Hive’s Text Moderation response format is an instantiation of the general classification response with additional fields to support the pattern-matching algorithms and the optional splitting of larger text inputs into sentence chunks.
Pattern-matching algorithm response:
The pattern-matching algorithm results for profanity are returned in the text_filter object. Similarly, pattern-matching algorithm results for PII are returned in the piientities object. Each pattern match will return an object describing matched substring in the **_value field, the start and end index of the pattern match in the start_index and end_index field, respectively, and the type** (profanity, email, phone number, etc.).
Deep Learning model classifications:
The classified language is returned in the language object. Based on the classified language, and depending on the currently supported text moderation model classes, the moderated_classes field will indicate which classes have been moderated. If the classified language is "UNSUPPORTED", the moderated_classes array will be empty. The output array will contain the deep learning model results for each supported class.
Note: We are aware of an issue where start_index and end_index may be offset or misaligned relative to the text input in some cases.
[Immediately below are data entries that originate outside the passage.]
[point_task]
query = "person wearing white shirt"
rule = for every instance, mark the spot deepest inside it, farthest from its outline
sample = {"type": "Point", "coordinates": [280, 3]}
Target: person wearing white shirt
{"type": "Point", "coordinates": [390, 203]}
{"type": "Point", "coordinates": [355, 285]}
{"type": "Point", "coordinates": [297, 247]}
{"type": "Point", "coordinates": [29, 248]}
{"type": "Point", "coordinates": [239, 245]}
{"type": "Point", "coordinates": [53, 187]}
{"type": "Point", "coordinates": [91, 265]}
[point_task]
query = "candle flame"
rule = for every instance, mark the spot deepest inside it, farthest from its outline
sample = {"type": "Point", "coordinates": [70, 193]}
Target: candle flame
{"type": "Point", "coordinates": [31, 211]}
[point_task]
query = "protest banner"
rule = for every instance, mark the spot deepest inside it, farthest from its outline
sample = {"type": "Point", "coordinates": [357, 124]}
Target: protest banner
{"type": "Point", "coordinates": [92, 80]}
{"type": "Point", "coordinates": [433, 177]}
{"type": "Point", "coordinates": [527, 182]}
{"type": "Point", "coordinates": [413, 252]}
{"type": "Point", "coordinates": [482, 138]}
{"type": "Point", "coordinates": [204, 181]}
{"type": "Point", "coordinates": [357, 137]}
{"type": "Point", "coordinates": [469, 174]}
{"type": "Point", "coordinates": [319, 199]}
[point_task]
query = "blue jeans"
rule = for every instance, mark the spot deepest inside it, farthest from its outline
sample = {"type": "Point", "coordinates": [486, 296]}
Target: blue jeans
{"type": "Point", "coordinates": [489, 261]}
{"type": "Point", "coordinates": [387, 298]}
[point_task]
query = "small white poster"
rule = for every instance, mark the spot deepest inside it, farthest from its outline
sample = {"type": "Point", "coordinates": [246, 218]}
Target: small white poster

This can occur if the text input is significantly distorted with non-alphabetic characters, if pattern matching occurs on a subword, or if many characters are repeated on both ends of the text input. We are working to optimize our solution to this issue.
{
"id": "19fa9f60-5b06-11ed-8fc4-659b38d4c6a6",
"code": 200,
"project_id": 41392,
"user_id": 3121654,
"created_on": "2022-11-02T23:28:48.546Z",
"status": [
{
"status": {
"code": "0",
"message": "SUCCESS"
},
"response": {
"input": {
"hash": "18320b1e0a343a0ddf7d595f6e64b683",
"inference_client_version": "6.0.13",
"model": "...",
"model_type": "TEXT_CLASSIFICATION",
"model_version": 1,
"text": "...",
"id": "19fa9f60-5b06-11ed-8fc4-659b38d4c6a6",
"created_on": "2022-11-02T23:28:48.214Z",
"user_id": 3121654,
"project_id": 41392,
"charge": 0.003
},
"custom_classes": [
{
"value": "HO",
"start_index": 139,
"end_index": 141,
"class": "badwords_subwords"
},
{
"value": "HO",
"start_index": 178,
"end_index": 180,
"class": "badwords_subwords"
},
{
"value": "HIV",
"start_index": 226,
"end_index": 229,
"class": "badwords_subwords"
},
{
"value": "PORN",
"start_index": 276,
"end_index": 280,
"class": "badwords_no_subwords"
},
{
"value": "PORN",
"start_index": 276,
"end_index": 280,
"class": "badwords_subwords"
},
{
"value": "KILL",
"start_index": 285,
"end_index": 289,
"class": "badwords_no_subwords"
},
{
"value": "KILL",
"start_index": 285,
"end_index": 289,
"class": "badwords_subwords"
},
{
"value": "NIGGER",
"start_index": 301,
"end_index": 307,
"class": "badwords_no_subwords"
},
{
"value": "NIGGER",
"start_index": 301,
"end_index": 307,
"class": "badwords_subwords"
}
],
"text_filters": [
{
"value": "ASSHOLE",
"start_index": 16,
"end_index": 23,
"type": "profanity"
},
{
"value": "PORN",
"start_index": 276,
"end_index": 280,
"type": "profanity"
},
{
"value": "NIGGER",
"start_index": 301,
"end_index": 307,
"type": "profanity"
}
],
"pii_entities": [
{
"value": "[email protected]",
"start_index": 38,
"end_index": 62,
"type": "Email Address"
},
{
"value": "123 YERBA BUENA LN, SAN FRANCISCO, CA 94103",
"start_index": 81,
"end_index": 124,
"type": "U.S. Mailing Address"
},
{
"value": "617-768-2274",
"start_index": 152,
"end_index": 164,
"type": "U.S. Phone Number"
},
{
"value": "+91-92342-43234",
"start_index": 190,
"end_index": 205,
"type": "International Phone Number"
}
],
"urls": [
{
"value": "thehive.ai/projects/99999/settings",
"base_domain": "thehive.ai",
"start_index": 215,
"end_index": 257
}
],
"language": "EN",
"moderated_classes": [
"sexual",
"hate",
"violence",
"bullying",
"spam",
"promotions",
"gibberish",
"child_exploitation",
"phone_number"
],
"output": [
{
"time": 0,
"start_char_index": 0,
"end_char_index": 307,
"classes": [
{
"class": "spam",
"score": 3
},
{
"class": "sexual",
"score": 1
},
{
"class": "hate",
"score": 3
},
{
"class": "violence",
"score": 3
},
{
"class": "bullying",
"score": 3
},
{
"class": "promotions",
"score": 3
},
{
"class": "gibberish",
"score": 0
},
{
"class": "child_exploitation",
"score": 0
},
{
"class": "phone_number",
"score": 3
}
]
}
]
}
}
],
"from_cache": false
}
Name | Description |
---|---|
classes | List of dictionaries of all output classes. Each dictionary contains the class name and the score. The scores range from 0 to 3 with 3 being the most severe. |
class | Name of predicted class. |
score | Score of predicted class. |
start_char_index | First character processed. |
end_char_index | Last character processed. |